Los masones, con sus anillos, sus llanas de albañil y sus delantalitos de camarera de coctelería, siempre le habían hecho cierta gracia. Aunque era poca la información que Brunetti tenía acerca de ellos, le parecían más inofensivos que amenazadores, si bien comprendía que esta impresión se debía en buena parte a que los asociaba a la bella fábula de
La flauta mágica.

Pero el Opus Dei era algo completamente distinto. Sabía poco de ellos —casi nada— pero hasta el nombre le hacía el efecto de un soplo de aire frío en la nuca.

Brunetti trató de distanciarse de todo prejuicio estúpido y de recordar algo que hubiera leído u oído acerca del Opus Dei que fuera tangible y verificable, y no encontró nada. Sin saber cómo, se encontró pensando en los gitanos; y es que «sabía» cosas de los gitanos del mismo modo en que «sabía» cosas del Opus Dei: lo que se oye por ahí, lo que dice la gente, pero ni un nombre, ni una fecha, ni un hecho. El resultado era ese aire de misterio que toda sociedad secreta tiene para los que no pertenecen a ella.

Trató de pensar en alguien que pudiera darle información concreta, pero no pudo recordar a nadie, como no fuera el amigo anónimo de la
signorina
Elettra empleado en el despacho del Patriarca. Si la Iglesia había alimentado una víbora en su seno, la información habría que buscarla precisamente en el seno.

Ella levantó la cabeza al oírle entrar, sorprendida de volver a verlo tan pronto.

—¿Sí, comisario?

—Deseo pedir a su amigo otro favor.

—¿Sí, señor? —dijo ella alargando la mano hacia el bloc.

—El Opus Dei.

Su gesto de sorpresa, no más que un mínimo agrandamiento de los ojos, no pasó inadvertido a Brunetti.

—¿Qué quiere saber, comisario?

—Si podrían tener algo que ver con todo esto.

—¿Se refiere a los testamentos y la mujer del hospital?

—Sí. —Entonces, como si acabara de ocurrírsele, Brunetti añadió—: ¿Y podría preguntarle también si el padre Cavaletti tiene alguna relación con la organización? —Cuando ella acabó de escribir, él preguntó—: ¿Usted,
signorina,
sabe algo de ellos?

Ella movió la cabeza negativamente.

—No más de lo que se dice por ahí. Son reservados, son serios y son peligrosos.

—¿No exagera?

—No.

—¿Sabe si tienen un…? —Brunetti ignoraba el término apropiado—. ¿Un capítulo en la ciudad?

—No, señor; no lo sé.

—Es curioso —dijo Brunetti—. Nadie sabe nada en concreto y, no obstante, la gente los mira con prevención y hasta con temor. —Como ella no respondiera, insistió—: ¿No le parece extraño?

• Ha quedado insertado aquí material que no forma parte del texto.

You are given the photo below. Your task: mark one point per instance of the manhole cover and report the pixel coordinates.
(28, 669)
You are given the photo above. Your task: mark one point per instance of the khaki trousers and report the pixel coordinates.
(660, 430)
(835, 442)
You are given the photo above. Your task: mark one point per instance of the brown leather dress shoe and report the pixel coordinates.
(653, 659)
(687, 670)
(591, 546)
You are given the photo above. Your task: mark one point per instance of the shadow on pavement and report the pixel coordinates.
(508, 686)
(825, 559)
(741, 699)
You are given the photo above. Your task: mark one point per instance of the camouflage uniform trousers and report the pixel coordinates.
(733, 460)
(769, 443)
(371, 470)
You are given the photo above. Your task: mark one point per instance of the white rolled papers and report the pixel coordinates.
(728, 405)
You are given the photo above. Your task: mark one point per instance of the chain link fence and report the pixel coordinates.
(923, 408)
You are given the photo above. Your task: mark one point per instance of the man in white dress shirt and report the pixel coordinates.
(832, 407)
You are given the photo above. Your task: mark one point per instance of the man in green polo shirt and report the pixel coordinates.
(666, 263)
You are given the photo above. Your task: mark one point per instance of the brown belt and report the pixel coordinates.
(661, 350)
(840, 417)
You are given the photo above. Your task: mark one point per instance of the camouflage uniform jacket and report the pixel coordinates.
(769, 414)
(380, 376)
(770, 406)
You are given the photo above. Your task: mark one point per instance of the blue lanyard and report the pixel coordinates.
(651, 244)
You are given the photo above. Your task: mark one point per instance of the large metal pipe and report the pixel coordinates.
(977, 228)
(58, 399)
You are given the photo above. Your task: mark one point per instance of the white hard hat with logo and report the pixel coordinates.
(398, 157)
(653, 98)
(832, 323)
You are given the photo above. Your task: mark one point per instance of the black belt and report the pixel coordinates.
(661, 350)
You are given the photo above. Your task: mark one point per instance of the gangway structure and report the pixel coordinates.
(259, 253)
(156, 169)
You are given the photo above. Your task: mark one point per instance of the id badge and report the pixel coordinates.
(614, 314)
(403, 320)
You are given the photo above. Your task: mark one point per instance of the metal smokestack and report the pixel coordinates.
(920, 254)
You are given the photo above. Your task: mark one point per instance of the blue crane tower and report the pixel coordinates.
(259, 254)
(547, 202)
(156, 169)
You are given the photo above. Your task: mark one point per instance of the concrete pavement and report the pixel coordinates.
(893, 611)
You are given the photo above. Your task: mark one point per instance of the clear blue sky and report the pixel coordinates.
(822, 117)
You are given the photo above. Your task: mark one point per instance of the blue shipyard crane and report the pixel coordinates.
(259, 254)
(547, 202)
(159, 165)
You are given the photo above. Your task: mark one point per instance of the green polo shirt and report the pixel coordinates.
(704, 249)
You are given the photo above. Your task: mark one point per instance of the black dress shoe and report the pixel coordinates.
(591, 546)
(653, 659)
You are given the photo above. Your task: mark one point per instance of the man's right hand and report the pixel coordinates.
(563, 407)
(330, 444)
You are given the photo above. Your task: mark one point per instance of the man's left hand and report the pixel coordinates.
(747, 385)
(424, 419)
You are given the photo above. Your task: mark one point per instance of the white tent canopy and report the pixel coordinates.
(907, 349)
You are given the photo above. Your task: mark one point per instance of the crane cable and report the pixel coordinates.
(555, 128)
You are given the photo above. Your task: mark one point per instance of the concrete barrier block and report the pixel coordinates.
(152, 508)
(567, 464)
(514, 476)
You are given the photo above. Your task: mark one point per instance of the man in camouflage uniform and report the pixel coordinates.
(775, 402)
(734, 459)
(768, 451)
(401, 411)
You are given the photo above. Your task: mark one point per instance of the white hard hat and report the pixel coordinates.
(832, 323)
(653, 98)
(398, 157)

—A mí me parece todo lo contrario.

—¿Y es?

—Que, si supiéramos más, les tendríamos más miedo.

Capítulo 16

Entre los papeles que tenía encima de la mesa, Brunetti encontró el número particular del
dottor
Fabio Messini, lo marcó y preguntó por él. La persona que contestó, una mujer, dijo que el
dottore
estaba muy ocupado para ponerse al teléfono y preguntó quién llamaba. Brunetti no dijo más que «Policía», a lo que la mujer, con audible mala gana, dijo que iría a ver si el
dottore
podía dedicarle un momento.

Transcurrieron muchos momentos hasta que una voz masculina dijo:

—¿Sí?


¿Dottor
Messini?

—Por supuesto. ¿Con quién hablo?

—Comisario Guido Brunetti. —Hizo una pausa, para dejar que calara el grado y agregó—: Nos gustaría que contestara varias preguntas, doctor.

—¿Sobre qué, comisario?

—Sus residencias geriátricas.

—¿Qué sucede con ellas? —preguntó Messini, con más impaciencia que curiosidad.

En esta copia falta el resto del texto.